The engineering data covering the period of the safemode entry were
recovered yesterday afternoon. Analysis of the data, and review of earlier
data, led to a decision to resume science operations. The magnetic torquing
bar which was shut down by the safing action was turned on this afternoon,
and restored to the control law. It has been acting normally, with no sign
of a hardware problem. The command loads for recovering the instruments and
re-entering the science observing program are now loaded and will start
executing this evening. The first science observation will take place at
roughly 2 am local time. The net down time for the event is about 48 hours.
The scheduling team took advantage of the need to rebuild the schedule,
adjusting the timing of some GRB ToO observations to reflect slower
evolution of the object than expected. Observations lost during the safing
are being rescheduled, with the expectation that most will take place in the
next few weeks.

The situation surrounding the safemode entry is a little more complex than
originally expected, and will require further study. There is a good
possibility that this may have been a fluke incident, rather than a symptom
of any hardware problems. The flight software compares the commanded
currents in each magnetic torquer with the measured values. This check is
made every second, but data is not sent to the ground with that resolution.

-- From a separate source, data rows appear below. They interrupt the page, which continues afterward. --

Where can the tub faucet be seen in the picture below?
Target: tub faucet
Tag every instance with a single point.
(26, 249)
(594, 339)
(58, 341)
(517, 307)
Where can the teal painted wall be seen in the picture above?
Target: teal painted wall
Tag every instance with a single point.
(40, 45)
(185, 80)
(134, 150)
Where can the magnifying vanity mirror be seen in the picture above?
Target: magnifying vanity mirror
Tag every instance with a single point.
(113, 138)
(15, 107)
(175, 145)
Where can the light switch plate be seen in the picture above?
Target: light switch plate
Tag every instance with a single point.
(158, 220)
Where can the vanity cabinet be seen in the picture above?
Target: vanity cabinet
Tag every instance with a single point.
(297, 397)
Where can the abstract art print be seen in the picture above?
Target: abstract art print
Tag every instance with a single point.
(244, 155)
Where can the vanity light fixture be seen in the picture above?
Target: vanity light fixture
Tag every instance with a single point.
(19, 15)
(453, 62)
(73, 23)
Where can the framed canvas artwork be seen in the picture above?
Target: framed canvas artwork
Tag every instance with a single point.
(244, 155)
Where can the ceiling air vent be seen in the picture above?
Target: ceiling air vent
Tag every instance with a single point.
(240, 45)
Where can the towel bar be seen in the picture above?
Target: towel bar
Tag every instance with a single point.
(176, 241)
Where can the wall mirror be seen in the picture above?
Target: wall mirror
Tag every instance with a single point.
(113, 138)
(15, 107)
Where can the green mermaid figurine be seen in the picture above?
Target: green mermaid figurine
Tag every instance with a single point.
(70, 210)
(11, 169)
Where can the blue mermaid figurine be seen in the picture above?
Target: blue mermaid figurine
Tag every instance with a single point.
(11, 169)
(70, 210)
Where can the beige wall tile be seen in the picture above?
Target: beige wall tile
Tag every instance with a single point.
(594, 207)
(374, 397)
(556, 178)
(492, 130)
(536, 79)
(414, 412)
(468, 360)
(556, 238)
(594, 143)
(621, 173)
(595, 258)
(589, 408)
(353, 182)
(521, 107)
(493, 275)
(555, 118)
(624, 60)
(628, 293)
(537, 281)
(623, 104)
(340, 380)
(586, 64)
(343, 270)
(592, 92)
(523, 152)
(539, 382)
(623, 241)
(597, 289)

If the check exceeds a specified tolerance for 120 seconds in a row, then
the test fails and safemode is entered. The test is designed to catch
failures in the hardware, such as a failed transistor, which might result in
the torquer bar not responding to the commands. It appears that there are
regular circumstances when this threshold is exceeded for periods of tens of
seconds, up to 90 seconds. This has happened dozens of times in the last
two years, but never reaching the 120 second threshold, so has never caused
a safemode entry. It has happened with all four torquer bars, in different
combinations and individually. The occurrence of these events is correlated
with the HST being in the SAA. This is significant because this is the
period when the HST sees the lowest amplitude for the Earth's magnetic
field. A current suspicion is that in these periods we can get a feedback
loop in the control law, possibly as a result of the field generated by the
torquer bars influencing strongly the sensed "earth magnetic field" from the
magnetometers. There is some evidence in the poorly sampled data that there
are large oscillations in the system at this time. To investigate this
further, the FOT will put the HST into P telemetry format for some future
SAA passages. This will get a uniform, high rate sampling of the control
law performance. There does not seem to be a single hardware component
which could fail or degrade in a way to cause these symptoms to occasionally
occur with all four torquers, which is the strongest reason why we think
that there has not been a hardware failure.

The project will be appointing an Anomaly Review Board to investigate this
situation. They are likely to be asked to recommend new settings for the
safemode test, if they can conclusively determine what happened. I am sure
they will also take a closer look to be sure that we are not ignoring
possible intermittent hardware problems.